Strict rules on school dinners won't necessarily make pupils eat healthily, says Kevin Hawkins

Not long ago I read the following headline in a national newspaper: 'Liver and spinach on computerised menu spell end of school dinners, say caterers'.

The article revealed that the Schools Food Trust was attempting to impose 14 nutritional standards, including calorie content, fat, proteins and vitamins, on all meals served in secondary schools. So burgers, chips and baked beans would be out and green cabbage, brown rice and chicken stir fry in. Isn't this a good thing, you may say? Surely we need more drastic action to stop teenage fatties getting even fatter? Nothing else has worked up to now - maybe this will.

Maybe, but the omens are not good. Caterers point out that they will have to buy costly computer equipment to calculate the nutritional content of every meal because their compliance will be externally monitored. They will also be obliged to replace the multiple choice buffet common in most schools with a set two-course menu conforming to the new standards. Whether schools will be able to prepare and serve a two-course meal to hundreds of pupils in forty minutes seems unlikely.

Many caterers will cope only if demand for their services falls dramatically, which is precisely the outcome they are predicting. The take-up rate of school meals in secondary schools in 2007 was, at 38%, 5% down on the previous year and this decline will almost certainly continue. Many of the intended recipients of these conforming meals will simply vote with their feet and eat elsewhere, no doubt consuming food that doesn't come up to the Food Trust's standards.

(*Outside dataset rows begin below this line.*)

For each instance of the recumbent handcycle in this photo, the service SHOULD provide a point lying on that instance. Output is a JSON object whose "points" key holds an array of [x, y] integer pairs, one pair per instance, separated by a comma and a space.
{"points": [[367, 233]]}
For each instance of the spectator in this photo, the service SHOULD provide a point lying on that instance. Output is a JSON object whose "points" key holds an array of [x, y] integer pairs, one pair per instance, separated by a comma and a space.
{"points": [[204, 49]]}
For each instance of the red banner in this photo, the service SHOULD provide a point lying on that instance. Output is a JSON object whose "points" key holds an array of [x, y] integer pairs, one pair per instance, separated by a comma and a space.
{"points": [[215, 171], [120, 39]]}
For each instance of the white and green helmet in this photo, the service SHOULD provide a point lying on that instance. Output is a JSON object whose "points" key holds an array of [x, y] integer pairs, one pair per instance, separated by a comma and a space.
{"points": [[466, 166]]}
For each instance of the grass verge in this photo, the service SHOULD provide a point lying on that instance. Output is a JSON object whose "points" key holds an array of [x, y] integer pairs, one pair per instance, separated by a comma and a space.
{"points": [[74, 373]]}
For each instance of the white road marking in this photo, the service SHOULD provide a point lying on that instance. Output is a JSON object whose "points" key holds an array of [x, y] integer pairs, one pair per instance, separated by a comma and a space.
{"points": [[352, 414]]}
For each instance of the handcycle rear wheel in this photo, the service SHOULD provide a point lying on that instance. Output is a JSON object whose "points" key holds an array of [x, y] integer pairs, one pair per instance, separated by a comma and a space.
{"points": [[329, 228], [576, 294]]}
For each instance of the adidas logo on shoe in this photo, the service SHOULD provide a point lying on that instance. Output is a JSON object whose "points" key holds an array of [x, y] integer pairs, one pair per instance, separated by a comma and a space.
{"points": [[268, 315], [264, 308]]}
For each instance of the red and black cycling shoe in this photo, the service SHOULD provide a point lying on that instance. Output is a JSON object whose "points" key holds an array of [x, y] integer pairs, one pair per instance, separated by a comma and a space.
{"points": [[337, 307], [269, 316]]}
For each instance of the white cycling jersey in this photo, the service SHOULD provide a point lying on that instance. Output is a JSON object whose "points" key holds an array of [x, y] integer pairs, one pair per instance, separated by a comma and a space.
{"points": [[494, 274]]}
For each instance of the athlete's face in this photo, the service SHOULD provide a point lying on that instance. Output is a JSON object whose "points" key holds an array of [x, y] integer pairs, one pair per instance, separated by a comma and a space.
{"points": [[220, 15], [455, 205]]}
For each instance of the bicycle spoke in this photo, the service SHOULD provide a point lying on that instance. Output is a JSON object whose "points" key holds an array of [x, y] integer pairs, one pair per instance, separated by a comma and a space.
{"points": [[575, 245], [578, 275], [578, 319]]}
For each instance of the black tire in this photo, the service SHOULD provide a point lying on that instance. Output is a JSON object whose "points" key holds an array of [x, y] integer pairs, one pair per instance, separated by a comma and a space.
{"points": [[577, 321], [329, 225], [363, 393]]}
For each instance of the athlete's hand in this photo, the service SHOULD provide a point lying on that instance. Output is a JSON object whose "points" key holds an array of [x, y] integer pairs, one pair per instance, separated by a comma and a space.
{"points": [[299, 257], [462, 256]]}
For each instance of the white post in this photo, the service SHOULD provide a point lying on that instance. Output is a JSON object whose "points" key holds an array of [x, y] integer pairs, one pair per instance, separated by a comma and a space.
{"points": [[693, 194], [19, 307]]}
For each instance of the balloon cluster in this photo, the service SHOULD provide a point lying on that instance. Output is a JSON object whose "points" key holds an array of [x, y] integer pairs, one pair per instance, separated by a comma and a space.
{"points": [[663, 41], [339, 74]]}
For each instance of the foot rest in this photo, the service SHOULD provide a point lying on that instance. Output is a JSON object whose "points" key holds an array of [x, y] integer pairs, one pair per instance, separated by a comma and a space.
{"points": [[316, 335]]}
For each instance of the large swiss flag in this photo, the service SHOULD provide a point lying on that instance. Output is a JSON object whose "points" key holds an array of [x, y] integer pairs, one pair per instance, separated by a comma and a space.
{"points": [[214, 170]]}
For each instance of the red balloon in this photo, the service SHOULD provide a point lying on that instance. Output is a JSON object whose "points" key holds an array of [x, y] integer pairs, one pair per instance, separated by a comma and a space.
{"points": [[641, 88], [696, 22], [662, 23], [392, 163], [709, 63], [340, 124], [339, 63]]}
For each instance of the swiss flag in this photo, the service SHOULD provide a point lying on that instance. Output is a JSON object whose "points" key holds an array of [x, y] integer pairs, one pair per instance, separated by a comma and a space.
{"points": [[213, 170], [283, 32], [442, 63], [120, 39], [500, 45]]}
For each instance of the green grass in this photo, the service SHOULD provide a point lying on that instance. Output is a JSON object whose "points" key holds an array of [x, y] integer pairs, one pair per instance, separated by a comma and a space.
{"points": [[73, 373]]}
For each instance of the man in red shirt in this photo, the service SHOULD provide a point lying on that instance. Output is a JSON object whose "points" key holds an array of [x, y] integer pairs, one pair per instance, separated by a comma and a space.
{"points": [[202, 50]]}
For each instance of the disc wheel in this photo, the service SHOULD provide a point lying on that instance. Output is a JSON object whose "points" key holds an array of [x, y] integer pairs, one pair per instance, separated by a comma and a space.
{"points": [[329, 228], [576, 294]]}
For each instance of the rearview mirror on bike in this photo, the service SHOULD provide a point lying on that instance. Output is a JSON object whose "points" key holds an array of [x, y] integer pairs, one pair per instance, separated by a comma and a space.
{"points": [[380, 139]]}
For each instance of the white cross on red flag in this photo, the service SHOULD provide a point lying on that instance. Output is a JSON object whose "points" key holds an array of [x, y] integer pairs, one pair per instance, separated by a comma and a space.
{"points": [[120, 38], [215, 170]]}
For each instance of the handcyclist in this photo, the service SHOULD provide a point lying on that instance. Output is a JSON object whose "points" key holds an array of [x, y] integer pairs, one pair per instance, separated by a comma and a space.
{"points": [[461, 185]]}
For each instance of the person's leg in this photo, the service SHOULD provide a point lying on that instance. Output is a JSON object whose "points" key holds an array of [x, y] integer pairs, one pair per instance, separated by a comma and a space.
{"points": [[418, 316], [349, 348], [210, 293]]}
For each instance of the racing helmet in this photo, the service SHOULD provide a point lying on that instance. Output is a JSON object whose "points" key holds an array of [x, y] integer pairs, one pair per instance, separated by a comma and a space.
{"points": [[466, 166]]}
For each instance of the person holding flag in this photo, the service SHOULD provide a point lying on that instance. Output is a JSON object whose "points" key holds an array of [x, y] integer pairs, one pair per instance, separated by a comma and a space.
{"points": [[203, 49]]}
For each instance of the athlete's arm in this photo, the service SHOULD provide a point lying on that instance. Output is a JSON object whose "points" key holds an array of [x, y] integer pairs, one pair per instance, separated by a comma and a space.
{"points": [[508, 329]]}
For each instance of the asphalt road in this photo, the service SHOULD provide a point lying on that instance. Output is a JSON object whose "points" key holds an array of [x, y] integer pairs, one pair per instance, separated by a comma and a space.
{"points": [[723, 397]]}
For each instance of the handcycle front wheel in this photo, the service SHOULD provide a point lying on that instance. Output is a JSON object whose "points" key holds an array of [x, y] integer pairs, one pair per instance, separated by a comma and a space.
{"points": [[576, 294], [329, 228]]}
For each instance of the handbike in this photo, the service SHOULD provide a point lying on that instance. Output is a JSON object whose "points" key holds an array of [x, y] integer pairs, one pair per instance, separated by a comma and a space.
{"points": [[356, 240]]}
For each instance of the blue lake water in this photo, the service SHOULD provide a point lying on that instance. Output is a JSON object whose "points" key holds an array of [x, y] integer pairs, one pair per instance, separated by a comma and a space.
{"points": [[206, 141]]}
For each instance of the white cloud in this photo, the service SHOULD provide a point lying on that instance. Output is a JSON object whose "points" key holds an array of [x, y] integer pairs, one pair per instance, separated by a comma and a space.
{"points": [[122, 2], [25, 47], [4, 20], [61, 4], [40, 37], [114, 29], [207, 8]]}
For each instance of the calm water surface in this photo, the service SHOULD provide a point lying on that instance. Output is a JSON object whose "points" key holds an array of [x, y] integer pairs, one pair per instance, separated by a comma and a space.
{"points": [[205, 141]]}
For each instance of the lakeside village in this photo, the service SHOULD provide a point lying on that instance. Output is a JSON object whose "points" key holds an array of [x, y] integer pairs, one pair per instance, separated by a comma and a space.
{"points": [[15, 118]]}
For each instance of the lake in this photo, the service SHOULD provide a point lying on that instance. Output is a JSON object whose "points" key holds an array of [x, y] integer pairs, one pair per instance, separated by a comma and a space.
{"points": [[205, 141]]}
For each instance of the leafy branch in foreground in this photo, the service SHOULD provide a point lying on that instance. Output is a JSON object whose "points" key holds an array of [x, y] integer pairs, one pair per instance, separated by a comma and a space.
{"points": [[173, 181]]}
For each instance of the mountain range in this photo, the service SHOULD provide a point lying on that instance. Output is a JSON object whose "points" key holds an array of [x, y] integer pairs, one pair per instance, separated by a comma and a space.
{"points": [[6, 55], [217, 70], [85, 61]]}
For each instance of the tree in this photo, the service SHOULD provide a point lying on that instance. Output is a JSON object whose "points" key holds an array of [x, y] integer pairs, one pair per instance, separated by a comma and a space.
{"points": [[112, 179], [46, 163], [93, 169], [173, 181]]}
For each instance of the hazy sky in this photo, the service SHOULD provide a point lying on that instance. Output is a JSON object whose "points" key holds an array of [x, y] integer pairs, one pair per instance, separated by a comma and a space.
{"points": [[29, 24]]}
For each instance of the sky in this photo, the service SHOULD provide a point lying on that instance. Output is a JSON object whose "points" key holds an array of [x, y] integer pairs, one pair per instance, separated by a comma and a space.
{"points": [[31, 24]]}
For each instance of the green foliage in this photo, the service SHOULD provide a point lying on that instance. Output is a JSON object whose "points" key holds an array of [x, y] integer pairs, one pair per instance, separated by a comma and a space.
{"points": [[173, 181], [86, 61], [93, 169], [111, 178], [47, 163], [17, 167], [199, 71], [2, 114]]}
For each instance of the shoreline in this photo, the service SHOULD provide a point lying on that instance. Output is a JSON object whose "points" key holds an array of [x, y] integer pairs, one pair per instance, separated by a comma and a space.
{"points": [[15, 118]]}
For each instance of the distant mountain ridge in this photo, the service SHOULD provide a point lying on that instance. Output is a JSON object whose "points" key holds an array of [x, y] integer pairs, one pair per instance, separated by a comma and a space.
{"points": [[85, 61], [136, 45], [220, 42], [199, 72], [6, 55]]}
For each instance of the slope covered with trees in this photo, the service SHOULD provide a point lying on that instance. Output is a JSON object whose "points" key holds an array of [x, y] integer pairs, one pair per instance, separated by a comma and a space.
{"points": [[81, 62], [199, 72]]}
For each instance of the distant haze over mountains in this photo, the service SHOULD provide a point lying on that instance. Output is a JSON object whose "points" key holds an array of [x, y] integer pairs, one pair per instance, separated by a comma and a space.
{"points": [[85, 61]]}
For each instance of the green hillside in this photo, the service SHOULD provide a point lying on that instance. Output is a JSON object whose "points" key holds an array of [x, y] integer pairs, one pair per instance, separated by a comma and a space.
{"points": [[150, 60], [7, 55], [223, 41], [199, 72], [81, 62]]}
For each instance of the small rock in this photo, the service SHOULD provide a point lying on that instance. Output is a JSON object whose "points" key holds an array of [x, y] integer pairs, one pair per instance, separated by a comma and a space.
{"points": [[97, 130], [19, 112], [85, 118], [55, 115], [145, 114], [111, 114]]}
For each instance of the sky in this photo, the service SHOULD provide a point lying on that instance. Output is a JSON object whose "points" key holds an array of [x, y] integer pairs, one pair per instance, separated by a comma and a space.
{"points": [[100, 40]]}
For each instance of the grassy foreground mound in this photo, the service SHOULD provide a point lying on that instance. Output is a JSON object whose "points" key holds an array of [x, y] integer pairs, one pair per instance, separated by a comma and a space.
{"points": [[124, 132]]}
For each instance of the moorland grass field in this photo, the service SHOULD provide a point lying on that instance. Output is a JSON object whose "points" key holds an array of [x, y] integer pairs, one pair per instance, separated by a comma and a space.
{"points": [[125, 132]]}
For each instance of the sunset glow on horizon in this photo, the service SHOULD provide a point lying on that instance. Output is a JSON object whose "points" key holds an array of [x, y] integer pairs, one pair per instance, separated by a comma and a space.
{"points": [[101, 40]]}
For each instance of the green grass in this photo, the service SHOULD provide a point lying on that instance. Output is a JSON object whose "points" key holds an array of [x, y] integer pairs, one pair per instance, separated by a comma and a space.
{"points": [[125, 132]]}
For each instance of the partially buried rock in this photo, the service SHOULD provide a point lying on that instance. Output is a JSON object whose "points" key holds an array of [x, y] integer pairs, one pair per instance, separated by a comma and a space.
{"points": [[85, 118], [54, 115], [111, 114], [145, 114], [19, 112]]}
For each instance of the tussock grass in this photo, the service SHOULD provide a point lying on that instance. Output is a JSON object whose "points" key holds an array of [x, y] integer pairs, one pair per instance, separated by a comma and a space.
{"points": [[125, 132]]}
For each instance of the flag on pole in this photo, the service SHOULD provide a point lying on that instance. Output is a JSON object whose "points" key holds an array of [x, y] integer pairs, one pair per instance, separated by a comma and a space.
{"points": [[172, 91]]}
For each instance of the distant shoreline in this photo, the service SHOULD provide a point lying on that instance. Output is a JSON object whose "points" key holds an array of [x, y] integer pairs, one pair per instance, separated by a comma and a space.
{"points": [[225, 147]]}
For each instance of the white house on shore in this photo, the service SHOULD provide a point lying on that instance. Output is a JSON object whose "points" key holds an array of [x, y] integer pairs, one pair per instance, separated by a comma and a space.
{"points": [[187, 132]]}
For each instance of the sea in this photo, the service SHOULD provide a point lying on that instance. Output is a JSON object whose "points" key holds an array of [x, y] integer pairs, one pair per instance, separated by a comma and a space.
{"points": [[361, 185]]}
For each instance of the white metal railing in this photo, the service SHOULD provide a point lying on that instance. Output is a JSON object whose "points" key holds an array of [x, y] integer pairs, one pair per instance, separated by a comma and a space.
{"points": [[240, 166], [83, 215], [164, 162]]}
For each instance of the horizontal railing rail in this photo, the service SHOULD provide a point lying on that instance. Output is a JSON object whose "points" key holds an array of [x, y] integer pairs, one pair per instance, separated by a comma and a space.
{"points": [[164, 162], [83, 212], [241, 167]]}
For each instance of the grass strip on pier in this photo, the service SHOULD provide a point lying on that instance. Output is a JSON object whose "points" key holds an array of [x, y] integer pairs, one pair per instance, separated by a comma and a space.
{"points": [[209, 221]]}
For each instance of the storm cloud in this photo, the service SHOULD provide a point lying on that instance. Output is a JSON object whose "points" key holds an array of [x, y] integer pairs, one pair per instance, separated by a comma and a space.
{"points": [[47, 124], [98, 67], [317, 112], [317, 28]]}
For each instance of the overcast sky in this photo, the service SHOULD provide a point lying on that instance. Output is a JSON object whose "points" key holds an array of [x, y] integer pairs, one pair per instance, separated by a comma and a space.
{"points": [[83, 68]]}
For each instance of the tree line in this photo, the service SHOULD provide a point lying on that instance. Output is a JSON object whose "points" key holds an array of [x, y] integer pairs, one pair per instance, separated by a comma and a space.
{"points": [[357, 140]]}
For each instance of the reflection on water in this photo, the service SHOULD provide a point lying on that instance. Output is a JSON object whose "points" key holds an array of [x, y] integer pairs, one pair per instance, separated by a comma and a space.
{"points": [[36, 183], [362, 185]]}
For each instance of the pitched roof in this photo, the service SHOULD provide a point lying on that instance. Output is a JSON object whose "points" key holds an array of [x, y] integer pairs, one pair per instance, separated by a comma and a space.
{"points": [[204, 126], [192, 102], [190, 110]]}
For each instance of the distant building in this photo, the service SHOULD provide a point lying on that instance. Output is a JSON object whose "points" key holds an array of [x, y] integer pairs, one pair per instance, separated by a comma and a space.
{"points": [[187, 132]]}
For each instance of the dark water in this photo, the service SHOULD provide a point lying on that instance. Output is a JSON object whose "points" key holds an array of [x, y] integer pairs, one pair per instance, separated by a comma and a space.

Anticipating this outcome, the Trust has come up with an all-too-predictable solution. It has recently spent some of its £15m budget on producing a 'junk food temptation league table' ranking the number of retailers of these forbidden foodstuffs by location. The Trust is now urging schools to ban pupils from leaving school premises at lunchtime. In the unlikely event schools follow this inane advice, most pupils will simply bring their own lunch .

Here we have yet another example of how centrally driven targets that seek to change the way people behave can be counter-productive. "Dost thou think, because thou art virtuous, there will be no more cakes and ale?" asks Sir Toby Belch in Twelfth Night. Not if this paragon of the nanny state can help it.

Kevin Hawkins is an independent retail consultant.